In collaboration with Dan Neafsey at the Broad Institute, Dyann Wirth at Harvard, Peter Gilbert and Michal Juraska at the Fred Hutch and a large team of researchers, we've just published a paper in the New England Journal of Medicine showing strain-specific vaccine efficacy in a recent malaria vaccine trial. We found that the RTS,S malaria vaccine worked better against strains that were genetically matched to the vaccine antigen compared to unmatched strains. The right hand figure shows that across study sites, parasites matched to the vaccine strain (3D7) are overrepresented among the control group, indicating that the vaccine better protected against infection by 3D7 than against other strains. Proper statistical analysis shows that there was a 1-year vaccine efficacy of 50% against strains perfectly matched to the vaccine antigen and a 1-year vaccine efficacy of 33% against unmatched strains. The vaccine strain 3D7 is at low (~10%) frequency in Sub-Saharan Africa. This suggests that vaccine efficacy could be straight-forwardly improved by just swapping 3D7 for a more common haplotype.

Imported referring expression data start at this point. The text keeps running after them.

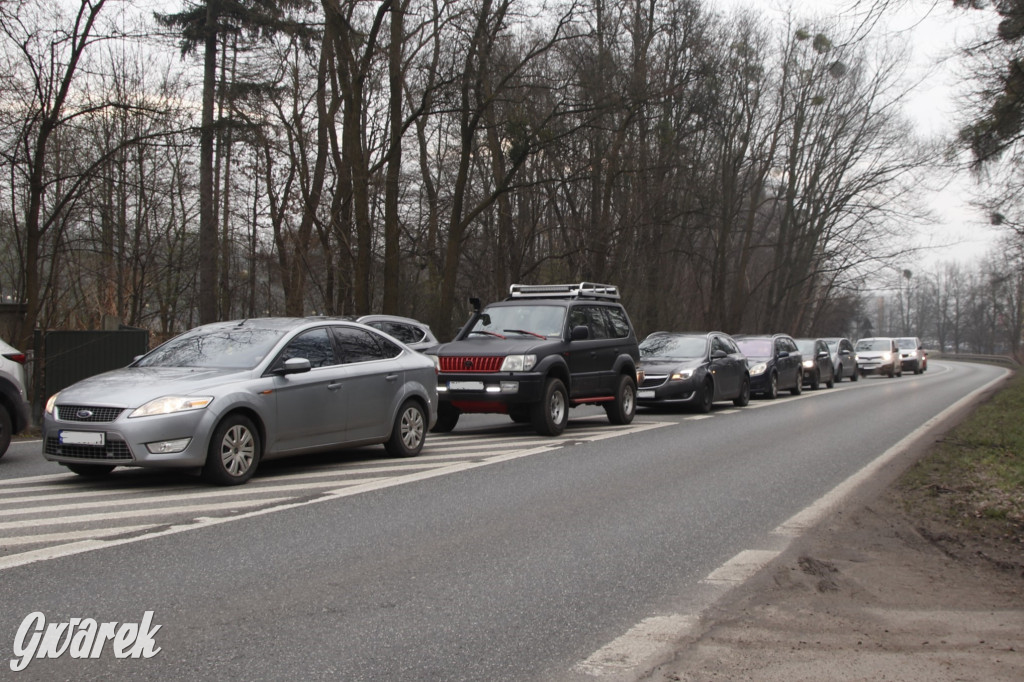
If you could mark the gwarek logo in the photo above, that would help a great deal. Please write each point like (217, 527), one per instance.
(82, 638)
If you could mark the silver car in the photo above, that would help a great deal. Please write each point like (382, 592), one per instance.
(223, 396)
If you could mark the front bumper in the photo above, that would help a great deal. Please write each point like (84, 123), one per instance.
(124, 442)
(492, 392)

It's interesting to see strain-specific vaccine for malaria, suggesting that like flu, a good vaccine requires matching to the circulating pathogen strains. This was a fun study to participate in. Hopefully, we could see further improvements to the RTS,S vaccine. Even at current efficacy levels, RTS,S is estimated to have a cost effectiveness of ~$150 per disability-adjusted life year saved.